Maika Monroe and Nicholas Cage Will Creep Audiences Out in Longlegs

How would you feel having real life fears of the Boogeyman come to life as a child, go away and come back to you as an an adult to terrorize you mentally?
“It’s sort of like a horror movie mixtape,” director Osgood Perkins says, describing his film. “This movie really does have kind of everything in it when it comes to the expectations of the genre. There’s an axe massacre. There’s a serial killer. There’s the devil. There’s the FBI. There’s creepy dolls. There’s creepy barns. So it really has this kind of milkshake quality to it of having everything in it.”
Longlegs tells the story of Lee Harker (Maika Monroe), a brand new-ish FBI agent who lives in the rainforest of Oregon. In her earliest days on the job, she susses out a murder perp through an uncanny level of perception. That hunch leads her down a rabbit hole of clues that ultimately bring her right home revealing more than she bargained for. Feeling like a spin on Silence of the Lambs, there are more twists and turns than the Pacific Coast Highway.
Perkins’ use of color and aesthetics is exquisite. The opening sequence starts out in red, slowing melting to black and white until landing in color on a little girl in pigtails living in a white house. Split into three chapters, audiences goes on this ride with Lee from the criminal’s letters to realizing all his crimes land on a specific day of the month.

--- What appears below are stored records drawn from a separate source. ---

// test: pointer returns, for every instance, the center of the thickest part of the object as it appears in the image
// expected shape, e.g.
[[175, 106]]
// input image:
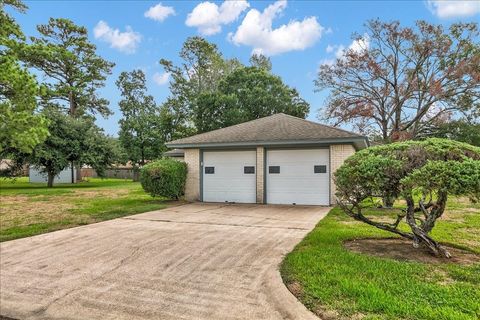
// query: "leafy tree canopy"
[[21, 127], [423, 173], [141, 129], [396, 81], [73, 69], [459, 130], [247, 93], [210, 92], [71, 139]]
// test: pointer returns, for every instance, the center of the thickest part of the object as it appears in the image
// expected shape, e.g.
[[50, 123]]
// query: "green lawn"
[[329, 279], [28, 209]]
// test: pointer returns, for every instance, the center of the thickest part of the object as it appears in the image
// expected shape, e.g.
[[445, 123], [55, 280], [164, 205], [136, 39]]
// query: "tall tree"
[[201, 70], [21, 127], [74, 70], [399, 80], [261, 61], [140, 128], [459, 130], [71, 140], [247, 93]]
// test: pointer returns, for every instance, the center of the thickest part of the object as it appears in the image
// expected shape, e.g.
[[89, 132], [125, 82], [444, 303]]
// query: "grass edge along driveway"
[[330, 280], [28, 209]]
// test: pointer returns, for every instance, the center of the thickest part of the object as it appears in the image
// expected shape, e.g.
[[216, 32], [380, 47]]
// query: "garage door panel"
[[297, 181], [229, 182]]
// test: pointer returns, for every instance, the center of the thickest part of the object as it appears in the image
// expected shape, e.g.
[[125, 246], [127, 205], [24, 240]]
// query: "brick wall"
[[260, 177], [192, 186], [338, 154]]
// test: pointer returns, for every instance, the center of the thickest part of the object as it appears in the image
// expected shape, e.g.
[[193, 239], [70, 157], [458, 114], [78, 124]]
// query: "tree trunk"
[[72, 171], [388, 201], [421, 236], [50, 177]]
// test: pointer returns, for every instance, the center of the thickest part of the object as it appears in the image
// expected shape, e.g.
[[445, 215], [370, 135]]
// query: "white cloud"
[[357, 46], [123, 41], [256, 31], [453, 9], [161, 78], [208, 17], [330, 48], [159, 12]]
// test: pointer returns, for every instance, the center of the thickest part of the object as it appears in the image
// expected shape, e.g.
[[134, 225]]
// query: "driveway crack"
[[217, 224]]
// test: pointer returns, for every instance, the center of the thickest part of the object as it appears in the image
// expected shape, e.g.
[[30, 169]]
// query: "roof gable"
[[276, 128]]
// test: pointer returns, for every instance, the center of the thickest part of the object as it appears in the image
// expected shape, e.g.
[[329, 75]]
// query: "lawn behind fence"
[[333, 281], [28, 209]]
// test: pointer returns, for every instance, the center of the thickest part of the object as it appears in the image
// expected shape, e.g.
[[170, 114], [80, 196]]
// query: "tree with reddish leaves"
[[402, 80]]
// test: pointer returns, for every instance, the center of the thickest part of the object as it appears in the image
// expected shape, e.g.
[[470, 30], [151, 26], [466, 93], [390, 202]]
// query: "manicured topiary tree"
[[164, 178], [423, 173]]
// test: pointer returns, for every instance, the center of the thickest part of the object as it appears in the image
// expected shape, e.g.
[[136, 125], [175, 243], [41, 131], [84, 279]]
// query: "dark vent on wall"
[[249, 169], [274, 169]]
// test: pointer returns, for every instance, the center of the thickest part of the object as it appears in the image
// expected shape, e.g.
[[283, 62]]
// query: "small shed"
[[65, 176]]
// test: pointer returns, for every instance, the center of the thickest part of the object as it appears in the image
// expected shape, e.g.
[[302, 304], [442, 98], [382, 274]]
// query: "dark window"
[[274, 169], [249, 170], [320, 169], [209, 170]]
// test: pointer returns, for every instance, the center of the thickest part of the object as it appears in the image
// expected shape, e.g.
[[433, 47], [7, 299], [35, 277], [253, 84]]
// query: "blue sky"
[[297, 35]]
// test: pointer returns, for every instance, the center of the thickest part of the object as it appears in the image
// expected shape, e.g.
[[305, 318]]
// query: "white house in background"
[[65, 176]]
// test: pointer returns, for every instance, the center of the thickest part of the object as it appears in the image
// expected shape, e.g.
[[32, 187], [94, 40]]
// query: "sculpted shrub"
[[423, 173], [164, 178]]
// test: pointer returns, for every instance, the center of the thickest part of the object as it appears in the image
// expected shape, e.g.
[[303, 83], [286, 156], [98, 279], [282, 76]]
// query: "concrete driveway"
[[195, 261]]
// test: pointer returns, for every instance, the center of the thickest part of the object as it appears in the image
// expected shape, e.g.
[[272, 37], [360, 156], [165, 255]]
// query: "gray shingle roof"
[[278, 128]]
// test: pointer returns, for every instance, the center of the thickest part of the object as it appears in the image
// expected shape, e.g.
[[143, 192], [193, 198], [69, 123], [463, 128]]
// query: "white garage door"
[[229, 176], [299, 176]]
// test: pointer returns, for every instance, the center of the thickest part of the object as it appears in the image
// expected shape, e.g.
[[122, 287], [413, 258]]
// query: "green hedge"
[[164, 178]]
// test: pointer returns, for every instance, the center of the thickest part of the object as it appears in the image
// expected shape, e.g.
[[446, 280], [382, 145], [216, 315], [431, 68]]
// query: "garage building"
[[279, 159]]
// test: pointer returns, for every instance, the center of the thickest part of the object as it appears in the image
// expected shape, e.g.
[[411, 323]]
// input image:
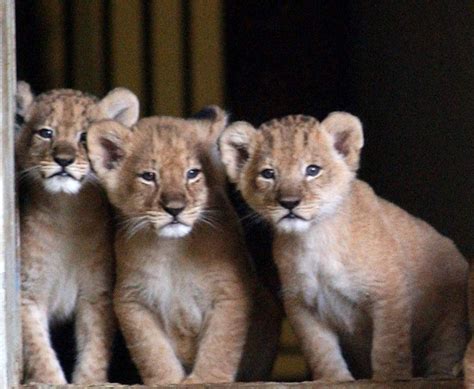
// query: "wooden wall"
[[406, 68], [168, 52]]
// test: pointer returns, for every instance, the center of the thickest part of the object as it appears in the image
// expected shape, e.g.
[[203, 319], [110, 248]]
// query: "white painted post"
[[10, 328]]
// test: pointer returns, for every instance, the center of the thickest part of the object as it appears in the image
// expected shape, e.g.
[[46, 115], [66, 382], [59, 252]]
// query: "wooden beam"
[[207, 56], [10, 336], [167, 58]]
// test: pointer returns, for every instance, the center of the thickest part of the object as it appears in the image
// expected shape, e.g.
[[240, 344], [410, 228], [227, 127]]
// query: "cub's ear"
[[24, 98], [215, 118], [346, 130], [235, 146], [106, 145], [120, 105]]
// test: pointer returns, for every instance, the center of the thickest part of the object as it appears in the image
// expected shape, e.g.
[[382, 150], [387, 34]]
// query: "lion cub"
[[365, 284], [185, 294], [469, 356], [66, 246]]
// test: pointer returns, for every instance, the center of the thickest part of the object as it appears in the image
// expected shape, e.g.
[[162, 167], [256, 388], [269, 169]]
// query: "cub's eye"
[[148, 176], [192, 173], [46, 133], [312, 170], [268, 174]]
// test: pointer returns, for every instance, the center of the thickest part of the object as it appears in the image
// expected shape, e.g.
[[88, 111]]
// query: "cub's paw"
[[169, 380], [194, 379]]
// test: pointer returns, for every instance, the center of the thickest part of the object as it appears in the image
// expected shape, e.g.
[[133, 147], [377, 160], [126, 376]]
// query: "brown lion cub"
[[469, 356], [66, 242], [361, 277], [184, 293]]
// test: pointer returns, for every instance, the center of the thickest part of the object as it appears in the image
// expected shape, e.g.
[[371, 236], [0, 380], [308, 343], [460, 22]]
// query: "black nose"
[[289, 204], [63, 161], [174, 211]]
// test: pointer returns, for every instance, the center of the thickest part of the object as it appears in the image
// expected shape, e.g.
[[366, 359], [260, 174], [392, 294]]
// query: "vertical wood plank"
[[127, 45], [207, 53], [88, 55], [51, 13], [10, 336], [167, 58]]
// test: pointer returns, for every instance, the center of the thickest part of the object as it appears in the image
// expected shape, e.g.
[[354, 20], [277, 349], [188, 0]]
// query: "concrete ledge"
[[361, 384]]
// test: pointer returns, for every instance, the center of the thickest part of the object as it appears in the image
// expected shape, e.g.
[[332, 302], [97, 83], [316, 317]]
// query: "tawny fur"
[[66, 237], [469, 356], [185, 296], [358, 273]]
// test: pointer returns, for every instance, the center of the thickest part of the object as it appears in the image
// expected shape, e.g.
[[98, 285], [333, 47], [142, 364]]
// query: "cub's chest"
[[329, 287], [173, 290]]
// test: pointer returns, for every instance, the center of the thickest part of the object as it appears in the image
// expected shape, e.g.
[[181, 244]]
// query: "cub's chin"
[[58, 184], [295, 225], [177, 230]]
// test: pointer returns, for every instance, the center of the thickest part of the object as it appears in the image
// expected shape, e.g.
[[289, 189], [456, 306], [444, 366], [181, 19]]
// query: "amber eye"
[[148, 176], [268, 174], [46, 133], [192, 173], [312, 170]]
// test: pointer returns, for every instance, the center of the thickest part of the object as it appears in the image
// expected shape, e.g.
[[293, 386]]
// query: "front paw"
[[340, 377], [169, 380], [194, 379], [391, 376], [90, 378]]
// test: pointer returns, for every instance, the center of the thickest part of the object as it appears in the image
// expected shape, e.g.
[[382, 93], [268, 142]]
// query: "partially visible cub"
[[365, 284], [185, 297], [469, 356], [66, 241]]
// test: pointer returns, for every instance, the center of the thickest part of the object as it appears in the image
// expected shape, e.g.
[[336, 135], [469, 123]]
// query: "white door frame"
[[10, 328]]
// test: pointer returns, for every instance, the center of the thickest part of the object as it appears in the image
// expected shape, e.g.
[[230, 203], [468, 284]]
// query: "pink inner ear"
[[113, 153], [342, 144]]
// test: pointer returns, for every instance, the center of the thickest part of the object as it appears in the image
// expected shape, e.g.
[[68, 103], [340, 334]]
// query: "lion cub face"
[[293, 171], [51, 145], [159, 173]]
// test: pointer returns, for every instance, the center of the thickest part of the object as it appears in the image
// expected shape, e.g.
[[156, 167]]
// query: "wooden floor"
[[362, 384]]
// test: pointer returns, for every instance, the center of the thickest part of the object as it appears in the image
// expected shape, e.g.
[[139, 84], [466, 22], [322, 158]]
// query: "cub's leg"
[[261, 346], [220, 349], [95, 327], [40, 361], [446, 346], [319, 343], [148, 344], [391, 354], [469, 365]]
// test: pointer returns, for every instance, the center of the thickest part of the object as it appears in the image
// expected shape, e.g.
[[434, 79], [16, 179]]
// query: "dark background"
[[406, 68]]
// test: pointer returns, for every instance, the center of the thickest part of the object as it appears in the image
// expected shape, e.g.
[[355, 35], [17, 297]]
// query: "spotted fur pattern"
[[66, 237], [358, 274], [185, 298]]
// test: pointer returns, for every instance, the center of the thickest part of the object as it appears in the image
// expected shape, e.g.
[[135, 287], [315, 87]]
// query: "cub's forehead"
[[63, 107], [289, 135], [167, 138]]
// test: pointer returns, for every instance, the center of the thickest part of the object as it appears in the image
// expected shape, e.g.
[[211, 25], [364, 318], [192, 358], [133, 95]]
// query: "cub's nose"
[[63, 161], [173, 211], [289, 202]]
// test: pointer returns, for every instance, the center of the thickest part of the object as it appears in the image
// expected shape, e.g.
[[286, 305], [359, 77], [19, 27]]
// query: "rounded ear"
[[24, 98], [346, 131], [235, 147], [215, 118], [120, 105], [107, 148]]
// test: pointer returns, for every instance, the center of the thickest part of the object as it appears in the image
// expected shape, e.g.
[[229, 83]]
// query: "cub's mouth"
[[292, 216], [174, 229], [63, 181], [63, 173]]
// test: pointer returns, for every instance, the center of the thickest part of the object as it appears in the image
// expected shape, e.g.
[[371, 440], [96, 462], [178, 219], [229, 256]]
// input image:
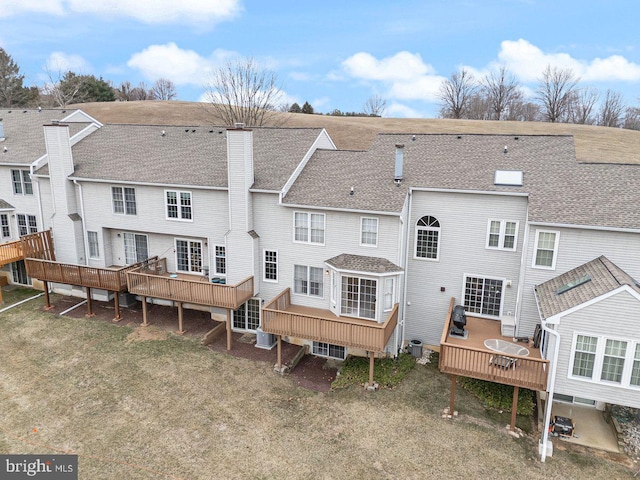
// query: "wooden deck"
[[470, 358], [153, 280], [281, 317]]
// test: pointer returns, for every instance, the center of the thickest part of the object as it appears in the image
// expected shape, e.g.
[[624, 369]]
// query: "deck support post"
[[89, 304], [514, 408], [47, 298], [144, 311], [180, 329], [228, 329], [279, 351], [453, 394], [116, 304]]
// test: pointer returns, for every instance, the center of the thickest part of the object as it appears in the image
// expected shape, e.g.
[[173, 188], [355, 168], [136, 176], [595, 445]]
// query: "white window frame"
[[26, 224], [484, 279], [23, 184], [5, 226], [555, 250], [502, 235], [184, 210], [219, 260], [306, 229], [372, 232], [120, 203], [134, 237], [427, 228], [306, 287], [94, 244], [627, 368], [273, 263]]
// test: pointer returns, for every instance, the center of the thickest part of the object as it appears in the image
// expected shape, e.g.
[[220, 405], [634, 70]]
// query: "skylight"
[[508, 178], [573, 284]]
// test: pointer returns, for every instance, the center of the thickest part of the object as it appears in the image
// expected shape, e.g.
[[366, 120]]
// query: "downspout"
[[550, 388], [85, 240]]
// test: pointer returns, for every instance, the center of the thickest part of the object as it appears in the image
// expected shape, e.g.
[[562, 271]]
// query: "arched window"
[[428, 238]]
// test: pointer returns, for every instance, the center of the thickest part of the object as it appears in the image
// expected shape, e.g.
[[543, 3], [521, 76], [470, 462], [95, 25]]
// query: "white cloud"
[[405, 74], [147, 11], [528, 62]]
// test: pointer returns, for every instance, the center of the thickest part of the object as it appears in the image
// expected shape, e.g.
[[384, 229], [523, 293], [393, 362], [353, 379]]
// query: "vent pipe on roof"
[[397, 178]]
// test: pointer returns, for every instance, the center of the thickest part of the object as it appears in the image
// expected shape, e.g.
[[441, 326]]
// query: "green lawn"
[[171, 408]]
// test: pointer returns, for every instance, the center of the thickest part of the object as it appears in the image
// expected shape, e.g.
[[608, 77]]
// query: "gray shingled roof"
[[4, 205], [187, 155], [604, 276], [24, 135], [560, 189], [360, 263]]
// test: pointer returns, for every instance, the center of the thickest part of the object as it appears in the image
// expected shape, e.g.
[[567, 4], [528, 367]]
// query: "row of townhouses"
[[353, 251]]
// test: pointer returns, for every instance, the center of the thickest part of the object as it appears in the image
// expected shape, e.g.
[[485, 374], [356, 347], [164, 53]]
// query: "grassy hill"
[[593, 144]]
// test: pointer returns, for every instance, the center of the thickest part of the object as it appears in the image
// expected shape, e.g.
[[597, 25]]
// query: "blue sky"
[[333, 54]]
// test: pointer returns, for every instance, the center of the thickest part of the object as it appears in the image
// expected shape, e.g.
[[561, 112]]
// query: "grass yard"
[[168, 408]]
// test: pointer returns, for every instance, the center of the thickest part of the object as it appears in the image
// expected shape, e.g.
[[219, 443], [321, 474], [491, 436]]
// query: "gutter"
[[544, 440]]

Every performance is spot on. Maika Monroe excels as harker making her a human pressure cooker within seconds of boiling over. Nicholas Cage, known for taking on usual characterizations for the screen, is particularly disturbing. Almost recognizable, he is as creepy as they come and is very gifted at portraying wonderfully tortured souls – with Ronny Cammareri in Moonstruck being one of them. Yet, the most surprising cast member was Blair Underwood seemingly stepping outside his comfort zone and I was there for all of it
I jumped, gasped, laughed and was mostly intrigued by Longlegs and you mostly likely will be as well. Even though it reaches back to a story that feels familiar yet different – with elements of devil worship at the core of the story, this flick had me with one eye open and the lights on for a few days.